The Everton Genealogy Collection was started in 1947 by Walter Everton when he established the Everton Publishing Company. He and his successors in the company gathered items to be included in this collection. Some were donated, but most were added when they were sent to be reviewed in their magazine, The Genealogical Helper. Over the course of nearly sixty years, the collection gradually grew to include approximately 80,000 books, serials, pamphlets, compact discs, microfilms, atlases, maps, and databases. A large portion consisted of unpublished manuscripts that were rare or unique to the collection. The materials in the collection related to every state in the United States and the District of Columbia. While the focus was on the United States, there were resources for other nations as well.

In 2001, the publishing company was purchased by the Family History Network, Inc. and in 2004, then owner Bill Schjelderup, donated the collection to Logan City and the Logan Library. In October 2006 the collection opened to the public in the former Logan Justice building. In early 2008, the collection was closed to the public while city departments shuffled buildings.

In 2010, a condensed collection opened to the public within the Logan Library in the space formerly occupied by the Logan Municipal Council. It was no longer identified as the Everton Collection but continued to be a large portion of the items housed in the library's Virginia Hansen Special Collections Room.

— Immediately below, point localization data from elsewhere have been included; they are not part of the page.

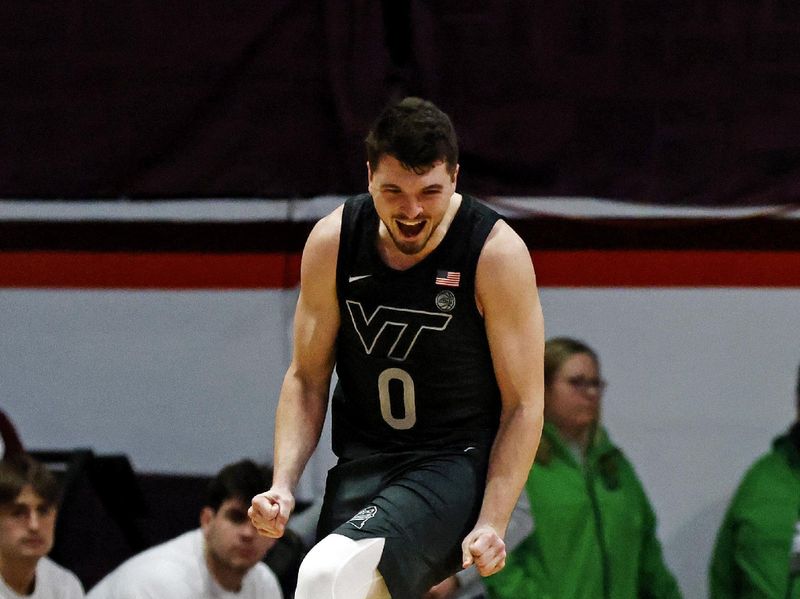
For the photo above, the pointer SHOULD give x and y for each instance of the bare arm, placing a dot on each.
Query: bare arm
(507, 295)
(304, 393)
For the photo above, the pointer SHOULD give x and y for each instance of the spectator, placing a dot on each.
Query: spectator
(220, 559)
(754, 554)
(595, 530)
(29, 495)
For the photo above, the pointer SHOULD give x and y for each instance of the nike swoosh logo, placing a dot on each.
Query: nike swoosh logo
(357, 278)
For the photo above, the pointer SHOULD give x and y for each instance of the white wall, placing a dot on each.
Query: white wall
(700, 382)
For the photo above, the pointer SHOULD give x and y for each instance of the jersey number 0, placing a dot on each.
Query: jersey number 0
(409, 418)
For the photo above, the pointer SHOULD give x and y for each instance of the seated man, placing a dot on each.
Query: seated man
(220, 559)
(29, 494)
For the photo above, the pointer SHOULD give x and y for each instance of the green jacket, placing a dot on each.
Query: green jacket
(751, 556)
(594, 531)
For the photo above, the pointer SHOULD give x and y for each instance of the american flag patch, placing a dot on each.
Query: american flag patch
(448, 278)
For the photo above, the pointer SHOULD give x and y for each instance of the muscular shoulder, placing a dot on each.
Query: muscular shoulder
(504, 266)
(323, 241)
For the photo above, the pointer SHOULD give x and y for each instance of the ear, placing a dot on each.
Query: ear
(206, 516)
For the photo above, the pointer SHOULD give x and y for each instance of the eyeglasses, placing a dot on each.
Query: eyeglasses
(583, 384)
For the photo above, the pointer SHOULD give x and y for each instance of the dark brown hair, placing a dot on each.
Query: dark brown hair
(415, 132)
(20, 470)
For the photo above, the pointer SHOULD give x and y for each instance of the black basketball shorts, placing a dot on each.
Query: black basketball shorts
(423, 503)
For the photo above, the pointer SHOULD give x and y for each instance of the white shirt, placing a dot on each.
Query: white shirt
(52, 582)
(177, 570)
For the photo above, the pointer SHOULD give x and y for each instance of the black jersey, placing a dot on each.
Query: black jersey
(412, 355)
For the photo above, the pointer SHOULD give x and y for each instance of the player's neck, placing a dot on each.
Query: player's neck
(19, 575)
(394, 258)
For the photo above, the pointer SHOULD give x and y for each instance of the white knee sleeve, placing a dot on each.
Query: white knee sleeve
(341, 568)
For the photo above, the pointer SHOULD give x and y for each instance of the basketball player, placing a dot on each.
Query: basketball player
(426, 304)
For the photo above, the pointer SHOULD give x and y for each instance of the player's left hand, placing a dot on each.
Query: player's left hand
(484, 548)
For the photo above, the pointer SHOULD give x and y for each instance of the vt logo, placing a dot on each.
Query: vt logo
(402, 326)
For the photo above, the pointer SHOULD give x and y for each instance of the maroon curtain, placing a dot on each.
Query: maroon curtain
(687, 103)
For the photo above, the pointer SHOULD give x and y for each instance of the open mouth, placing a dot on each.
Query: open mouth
(410, 229)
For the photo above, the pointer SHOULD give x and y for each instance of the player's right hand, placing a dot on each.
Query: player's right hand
(270, 512)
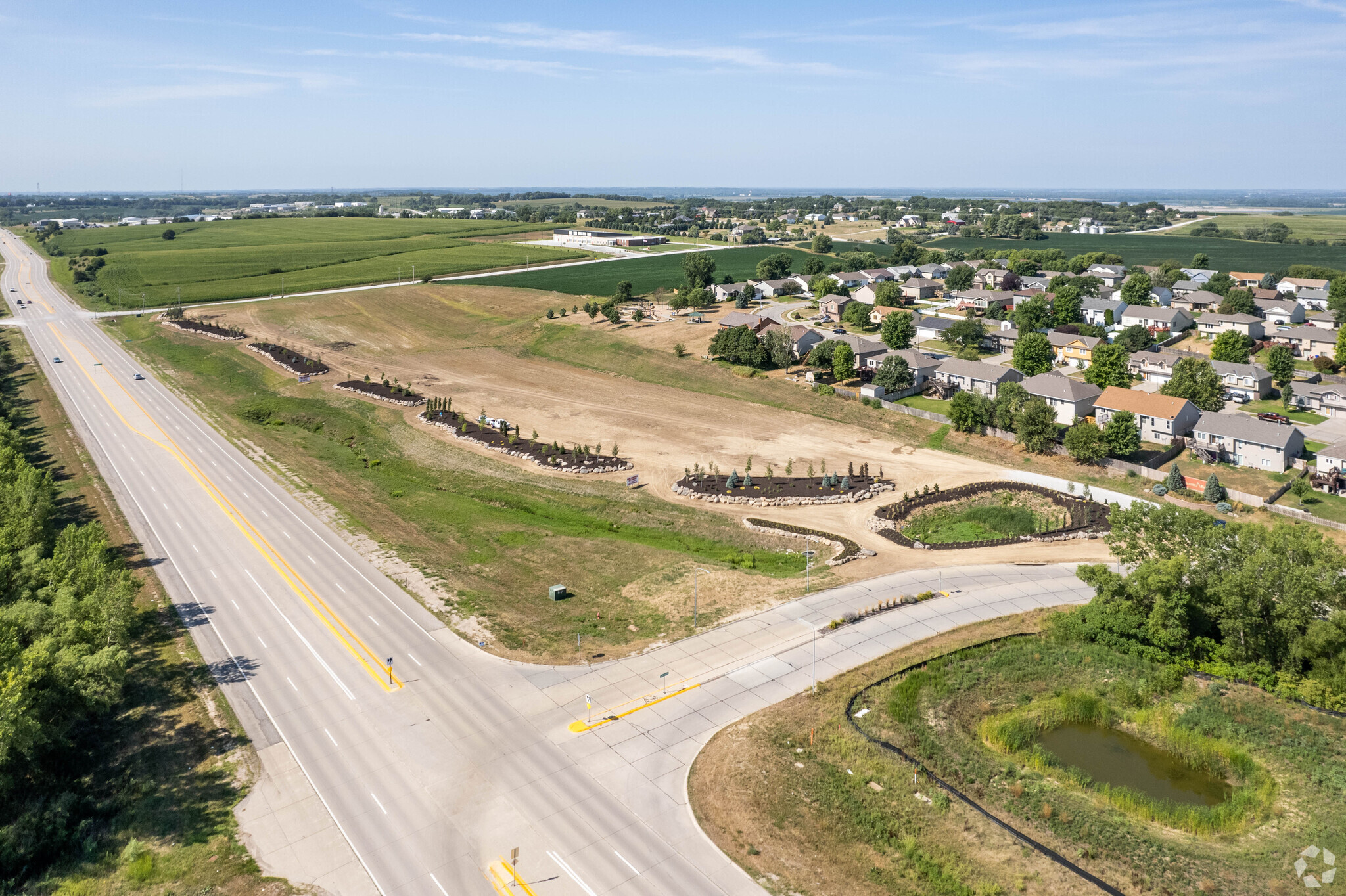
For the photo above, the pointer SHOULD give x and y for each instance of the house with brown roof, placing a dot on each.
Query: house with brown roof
(1161, 418)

When the new Logan Library building was being planned in about 2019-2020, it was decided that the Everton collection would no longer be housed at the library due to the fact that the collection had little local relevance and was not utilized enough to justify the space that it would need. When the library collections were moved out of the old building, nearly all of the Everton collection was donated to FamilySearch in Salt Lake City. The library did retain books that referenced Logan, Utah and the surrounding area.